横穴式石室について
出典: フリー百科事典『ウィキペディア(Wikipedia)』 (2020/05/17 14:24 UTC 版)
駄ノ塚古墳の埋葬施設は凝灰質の泥岩の切石で造られた、奥室、前室、羨道がある複室構造の横穴式石室である。石室は墳丘の南側に造られており、全長は7.76メートルで、石室の再奥部は墳丘中央よりも約15メートル南側にあり、横穴式石室の奥部が墳丘中央に達していない。これは山武地区では長大な横穴式石室を造る伝統がなかったことと、そもそも石室の材質である凝灰質の泥岩が強度的に弱く、長大な石室を造ることが困難であったためと考えられる。 石室の高さは約2メートルあり、幅は床面では1.3-1.5メートル、天井部になると0.7-0.8メートルと、持ち送り構造となっている。

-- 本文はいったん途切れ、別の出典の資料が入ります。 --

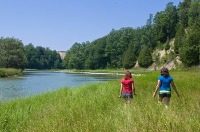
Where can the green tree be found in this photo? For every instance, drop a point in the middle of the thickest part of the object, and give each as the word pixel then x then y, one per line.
pixel 183 11
pixel 12 53
pixel 179 38
pixel 129 59
pixel 190 51
pixel 145 57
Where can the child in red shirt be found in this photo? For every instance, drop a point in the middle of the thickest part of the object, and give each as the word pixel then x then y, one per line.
pixel 127 89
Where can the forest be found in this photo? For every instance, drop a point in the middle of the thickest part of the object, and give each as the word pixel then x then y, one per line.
pixel 121 48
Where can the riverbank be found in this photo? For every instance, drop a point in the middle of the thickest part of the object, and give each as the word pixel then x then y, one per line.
pixel 9 72
pixel 96 107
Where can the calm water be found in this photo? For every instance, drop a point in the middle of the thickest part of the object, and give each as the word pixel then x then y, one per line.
pixel 32 83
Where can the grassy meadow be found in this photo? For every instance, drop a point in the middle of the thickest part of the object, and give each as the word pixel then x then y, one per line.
pixel 96 108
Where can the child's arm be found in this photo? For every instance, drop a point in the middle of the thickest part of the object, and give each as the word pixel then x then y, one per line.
pixel 157 87
pixel 174 87
pixel 133 89
pixel 121 89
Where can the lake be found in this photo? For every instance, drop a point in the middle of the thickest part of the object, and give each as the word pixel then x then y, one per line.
pixel 37 82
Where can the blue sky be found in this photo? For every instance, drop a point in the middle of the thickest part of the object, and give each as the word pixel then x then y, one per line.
pixel 58 24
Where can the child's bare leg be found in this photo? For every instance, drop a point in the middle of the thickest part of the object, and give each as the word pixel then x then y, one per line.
pixel 160 100
pixel 167 100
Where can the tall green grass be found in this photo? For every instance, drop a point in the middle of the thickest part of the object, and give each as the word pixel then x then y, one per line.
pixel 96 107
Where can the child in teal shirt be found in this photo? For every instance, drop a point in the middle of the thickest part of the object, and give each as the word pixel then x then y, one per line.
pixel 164 82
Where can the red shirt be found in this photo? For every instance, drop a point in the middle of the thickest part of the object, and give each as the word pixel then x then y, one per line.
pixel 127 85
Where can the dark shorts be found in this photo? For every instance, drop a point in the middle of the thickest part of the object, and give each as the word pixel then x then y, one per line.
pixel 127 95
pixel 162 95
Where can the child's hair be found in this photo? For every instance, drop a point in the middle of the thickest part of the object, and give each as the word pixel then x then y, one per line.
pixel 164 71
pixel 127 75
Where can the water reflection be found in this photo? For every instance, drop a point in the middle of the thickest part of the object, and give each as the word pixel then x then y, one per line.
pixel 32 83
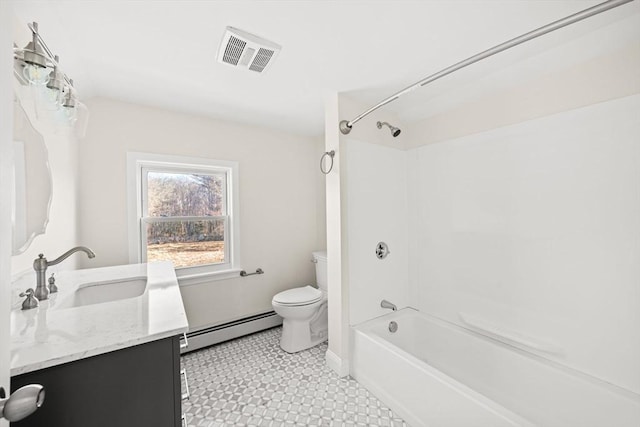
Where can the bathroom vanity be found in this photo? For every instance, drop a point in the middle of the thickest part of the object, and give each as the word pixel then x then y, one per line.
pixel 105 348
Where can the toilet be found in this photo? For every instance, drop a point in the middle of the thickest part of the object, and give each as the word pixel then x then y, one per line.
pixel 304 311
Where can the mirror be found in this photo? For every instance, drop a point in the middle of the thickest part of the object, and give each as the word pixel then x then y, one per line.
pixel 32 187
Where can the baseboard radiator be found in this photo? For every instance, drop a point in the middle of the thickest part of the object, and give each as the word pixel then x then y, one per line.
pixel 216 334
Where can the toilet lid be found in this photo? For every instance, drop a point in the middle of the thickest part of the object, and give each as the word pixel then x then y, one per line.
pixel 298 296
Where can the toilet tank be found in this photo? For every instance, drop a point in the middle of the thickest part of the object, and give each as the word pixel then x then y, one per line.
pixel 320 259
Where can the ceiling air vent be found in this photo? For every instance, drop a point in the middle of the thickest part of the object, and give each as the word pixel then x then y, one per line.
pixel 244 50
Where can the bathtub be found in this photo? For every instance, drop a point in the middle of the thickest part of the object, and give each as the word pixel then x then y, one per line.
pixel 434 373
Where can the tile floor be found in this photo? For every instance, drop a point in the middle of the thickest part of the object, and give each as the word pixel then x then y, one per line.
pixel 250 381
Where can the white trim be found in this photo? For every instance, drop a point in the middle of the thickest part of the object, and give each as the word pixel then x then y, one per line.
pixel 338 365
pixel 136 162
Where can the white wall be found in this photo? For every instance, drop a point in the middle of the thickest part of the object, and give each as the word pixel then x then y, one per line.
pixel 376 182
pixel 6 149
pixel 280 185
pixel 535 228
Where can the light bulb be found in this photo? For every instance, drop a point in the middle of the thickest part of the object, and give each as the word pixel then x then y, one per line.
pixel 71 114
pixel 35 75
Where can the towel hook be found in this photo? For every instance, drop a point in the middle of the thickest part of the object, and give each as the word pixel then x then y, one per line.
pixel 331 154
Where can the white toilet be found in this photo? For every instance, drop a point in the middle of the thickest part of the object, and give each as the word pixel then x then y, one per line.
pixel 304 311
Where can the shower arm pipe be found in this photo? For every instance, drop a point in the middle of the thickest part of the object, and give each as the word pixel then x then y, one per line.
pixel 345 126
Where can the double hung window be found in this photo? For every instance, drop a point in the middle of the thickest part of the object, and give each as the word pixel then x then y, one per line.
pixel 186 212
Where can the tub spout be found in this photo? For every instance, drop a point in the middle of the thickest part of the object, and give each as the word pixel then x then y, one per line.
pixel 386 304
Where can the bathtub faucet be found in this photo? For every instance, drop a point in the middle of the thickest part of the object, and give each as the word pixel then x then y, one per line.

石室を造る際には石の裏側に粘土で裏込め作業を行い、石材によっては長方形の一辺を切り、その部分に石を組み合わせる切り組み手法を採用し、石室の天井石の間には石の間を埋めるためと石同士を密着させるために粘土が詰められるなど、石室の強度を強化する工夫が見られるが、それでも横穴式石室の築造時ないしは古墳の埋葬が行われている最中に奥室が崩壊を起こしたため、いったん墳丘を掘り下げて補修作業が行われたことが明らかになっている。 羨道の床面には粘土が敷かれ、前室と奥室の床面にはチョウセンハマグリを中心とした貝殻が敷かれていた。チョウセンハマグリは外洋性のハマグリであり、駄ノ塚古墳に近接する九十九里浜で採集されたものと考えられる。房総半島の古墳の中には石室内に貝殻を敷く古墳があり、なぜ貝殻を敷いたのかは不明であるが、防湿のために敷いたとの仮説が唱えられている。 横穴式石室の羨道からは、石室の閉塞石が検出された。閉塞石の外側は土砂で塞がれていたが、発掘の結果、駄ノ塚古墳では追葬が複数回行われ、その都度閉塞石外側の土砂と閉塞石を取り除き、追葬終了後に埋め戻されていたことが明らかとなった。 駄ノ塚古墳は石室前庭部から検出された陶磁器片から、近世になって盗掘が行われたと考えられている。盗掘者は羨道上部に盗掘坑を設け、石室内に侵入しており、副葬品や被葬者の人骨は盗掘の結果その多くが散逸した。盗掘後の埋め戻しと盗掘の際の石室破壊の結果発生したと考えられる奥室の崩壊によって、駄ノ塚古墳の石室に大量の土砂が流入することになった。